--> Skip to main content


Bishnoi Samaj and Black Buck

Black Buck is held sacred by the Bishnoi Samaj in Rajasthan. Bishnois give prime importance to nature and they never cut trees or kill animals. Guru Jamboji in 1485 established the Samaj. Bishnois worship blackbucks as an incarnation of Jamboji and other ancestors.

Wisdom of Jhambaji is represented in 29 precepts which are proscriptions stating how people should live, e.g., against using intoxicants or eating meat. The rules include a reverence for all living things that even forbids the breaking of a twig of Khejri tree.

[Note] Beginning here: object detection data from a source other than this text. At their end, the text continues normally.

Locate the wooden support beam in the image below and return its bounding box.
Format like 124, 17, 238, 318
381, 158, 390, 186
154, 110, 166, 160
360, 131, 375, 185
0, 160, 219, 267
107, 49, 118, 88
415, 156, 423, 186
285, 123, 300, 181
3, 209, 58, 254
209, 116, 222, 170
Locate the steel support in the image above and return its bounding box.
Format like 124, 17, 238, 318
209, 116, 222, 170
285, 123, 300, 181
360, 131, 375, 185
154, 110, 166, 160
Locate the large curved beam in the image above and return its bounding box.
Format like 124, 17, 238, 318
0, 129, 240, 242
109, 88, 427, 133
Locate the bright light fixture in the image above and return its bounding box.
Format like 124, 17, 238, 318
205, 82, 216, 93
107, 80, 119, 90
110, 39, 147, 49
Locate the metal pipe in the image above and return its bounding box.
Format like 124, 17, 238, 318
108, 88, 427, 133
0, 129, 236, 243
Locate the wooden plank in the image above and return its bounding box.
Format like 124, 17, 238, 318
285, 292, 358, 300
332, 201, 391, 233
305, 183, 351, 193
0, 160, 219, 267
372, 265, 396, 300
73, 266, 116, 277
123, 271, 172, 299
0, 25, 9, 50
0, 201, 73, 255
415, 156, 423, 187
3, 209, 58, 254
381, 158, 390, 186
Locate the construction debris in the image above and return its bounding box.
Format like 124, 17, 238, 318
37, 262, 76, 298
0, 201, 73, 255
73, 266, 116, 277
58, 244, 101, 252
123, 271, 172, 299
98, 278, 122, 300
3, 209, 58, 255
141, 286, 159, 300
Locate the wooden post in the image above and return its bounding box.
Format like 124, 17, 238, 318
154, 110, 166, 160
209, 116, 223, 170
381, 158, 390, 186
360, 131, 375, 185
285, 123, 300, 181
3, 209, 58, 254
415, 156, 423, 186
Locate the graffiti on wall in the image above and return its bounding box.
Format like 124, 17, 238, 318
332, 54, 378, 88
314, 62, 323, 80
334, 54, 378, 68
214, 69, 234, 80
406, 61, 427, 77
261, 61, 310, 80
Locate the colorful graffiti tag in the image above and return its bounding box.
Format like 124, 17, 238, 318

Before leaving his physical body, Guru Jamboji had asked his followers to revere Black Buck as His manifestation. The belief continues and killing a Black Buck is a sin.

Khejri Tree is the staple food of Black Buck and there are numerous incidents mentioned in the history when men and women of the Bishnoi community laid their lives to save Khejri trees from being cleared.

Bishnois share their crops with wild animals and orphaned black buck fawns are brought up by Bishnoi women as their own child.


To a Bishnoi, the black-buck, any black-buck, represents one of his ancestors and as such, is an object of veneration. It will be no exaggeration to say that but for the aggressive protection afforded by the Bishnois to this beautiful antelope species, it would have vanished from the desert scene.